On Saturday morning we drove around some more, went to a tiny Farmer’s Market. I drank coconut water straight from a coconut there, and they gave me the rest of the edible part of the coconut to take with me. It was really cool, very different. Emily had to go to work again, so Tallie and I explored some more. We went to the Botanic Gardens, where we learned about the different kinds of plants, and which are native and which aren’t, saw low hanging palms and visited a lotus pond. Then we went to this place called Spouting Horn, which was this natural rock thing where when waves crashed into it, water came spouting up out of the rocks. It was cool.
We went back to Emily’s work, and she gave us all this food – chili, all these salads, smoothies, etc, so we sat outside and ate it. I felt like I ate soooo well in Hawaii. One of my goals was to try new things, and I totally did, especially fruits. Along with the guavas and the things that looked like seedless grapes and the coconut, I also ate papaya, fresh mango, apple bananas, a burrito made with fresh ahi fish, and also a Brazilian style dish called pancaqua (or something like that, I don’t think I spelled that right) which was rich with squashes, purple potatoes (soooo fucking good, I’ve had those before too, excellent), and a pumpkin stuffed crepe.
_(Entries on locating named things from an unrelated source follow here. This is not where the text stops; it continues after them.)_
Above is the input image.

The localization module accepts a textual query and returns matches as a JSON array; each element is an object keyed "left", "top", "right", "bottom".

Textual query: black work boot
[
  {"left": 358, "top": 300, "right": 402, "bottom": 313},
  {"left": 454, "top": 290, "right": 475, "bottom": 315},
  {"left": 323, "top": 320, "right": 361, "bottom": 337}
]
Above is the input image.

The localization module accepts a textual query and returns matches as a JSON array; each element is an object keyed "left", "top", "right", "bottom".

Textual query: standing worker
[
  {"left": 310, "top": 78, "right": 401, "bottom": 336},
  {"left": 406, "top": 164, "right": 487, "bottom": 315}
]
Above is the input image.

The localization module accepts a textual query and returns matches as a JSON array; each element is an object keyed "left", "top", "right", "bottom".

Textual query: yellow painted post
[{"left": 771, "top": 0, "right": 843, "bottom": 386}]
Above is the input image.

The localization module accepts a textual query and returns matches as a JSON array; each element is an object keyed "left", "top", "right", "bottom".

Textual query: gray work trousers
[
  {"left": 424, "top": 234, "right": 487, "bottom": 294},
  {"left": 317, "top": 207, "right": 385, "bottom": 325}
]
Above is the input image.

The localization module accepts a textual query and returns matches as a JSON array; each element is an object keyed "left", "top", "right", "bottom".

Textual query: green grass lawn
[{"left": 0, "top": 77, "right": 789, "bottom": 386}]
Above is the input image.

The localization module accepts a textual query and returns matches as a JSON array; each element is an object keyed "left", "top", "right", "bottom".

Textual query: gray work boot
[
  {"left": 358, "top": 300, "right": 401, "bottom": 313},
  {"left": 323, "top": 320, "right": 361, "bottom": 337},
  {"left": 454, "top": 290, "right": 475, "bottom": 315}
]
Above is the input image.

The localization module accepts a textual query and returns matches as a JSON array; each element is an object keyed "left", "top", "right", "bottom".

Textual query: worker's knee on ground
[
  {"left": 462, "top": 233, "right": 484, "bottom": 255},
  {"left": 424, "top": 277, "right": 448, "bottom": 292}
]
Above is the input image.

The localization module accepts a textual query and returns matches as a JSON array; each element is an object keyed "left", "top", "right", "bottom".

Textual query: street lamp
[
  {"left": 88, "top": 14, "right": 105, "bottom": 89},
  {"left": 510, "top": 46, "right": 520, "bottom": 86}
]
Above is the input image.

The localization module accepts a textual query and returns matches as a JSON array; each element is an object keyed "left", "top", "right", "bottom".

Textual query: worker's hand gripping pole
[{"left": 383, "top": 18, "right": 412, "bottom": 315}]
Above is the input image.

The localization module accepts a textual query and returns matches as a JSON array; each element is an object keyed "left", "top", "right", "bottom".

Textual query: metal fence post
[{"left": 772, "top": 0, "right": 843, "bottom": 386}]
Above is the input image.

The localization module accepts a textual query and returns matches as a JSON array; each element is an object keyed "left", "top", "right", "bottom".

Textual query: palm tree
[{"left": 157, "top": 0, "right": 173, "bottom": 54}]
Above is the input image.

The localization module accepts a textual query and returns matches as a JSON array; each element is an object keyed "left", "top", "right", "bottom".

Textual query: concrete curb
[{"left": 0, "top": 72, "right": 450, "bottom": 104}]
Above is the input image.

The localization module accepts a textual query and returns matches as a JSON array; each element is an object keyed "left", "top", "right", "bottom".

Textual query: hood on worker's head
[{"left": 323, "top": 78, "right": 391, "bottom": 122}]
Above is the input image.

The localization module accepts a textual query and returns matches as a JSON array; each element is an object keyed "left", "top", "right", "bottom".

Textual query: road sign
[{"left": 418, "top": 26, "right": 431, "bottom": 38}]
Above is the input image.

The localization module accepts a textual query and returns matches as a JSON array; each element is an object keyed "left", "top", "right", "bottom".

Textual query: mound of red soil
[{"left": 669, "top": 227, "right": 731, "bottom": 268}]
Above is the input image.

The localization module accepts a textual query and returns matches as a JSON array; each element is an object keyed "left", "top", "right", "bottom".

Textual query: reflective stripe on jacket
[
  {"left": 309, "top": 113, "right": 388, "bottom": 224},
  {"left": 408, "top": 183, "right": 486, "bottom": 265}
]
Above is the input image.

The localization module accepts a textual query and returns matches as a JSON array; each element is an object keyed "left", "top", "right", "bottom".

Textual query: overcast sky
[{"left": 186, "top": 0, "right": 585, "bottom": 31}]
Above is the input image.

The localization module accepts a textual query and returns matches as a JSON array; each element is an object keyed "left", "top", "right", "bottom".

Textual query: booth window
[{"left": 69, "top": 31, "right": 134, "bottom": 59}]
Night was pretty much the same as others, we went back to Emily’s structure, drank, got high, talked. There was this cat there, manakitty, who was the most annoying cat ever, constantly whining and following us everywhere, every second. In the mornings, the moment she heard us moving, she was there, rubbing up on us, trying to be let in. When we walked she wound herself around our feet. She literally almost got peed on many times. It got to the point where if one of us had to go pee in the woods, the others would keep the cat inside the structure. We thought the cat was in heat but Marie said she’s always like that. The roosters at Marie’s place also crowed all night long. In fact this one rooster there was louder than the one at the other place. It was like it was trying to hit some note but kept failing, so it was pretty funny to listen to but also like shut up already. We were joking that if the cat went and hunted the rooster we’d like the cat again, but we were just kidding around obviously.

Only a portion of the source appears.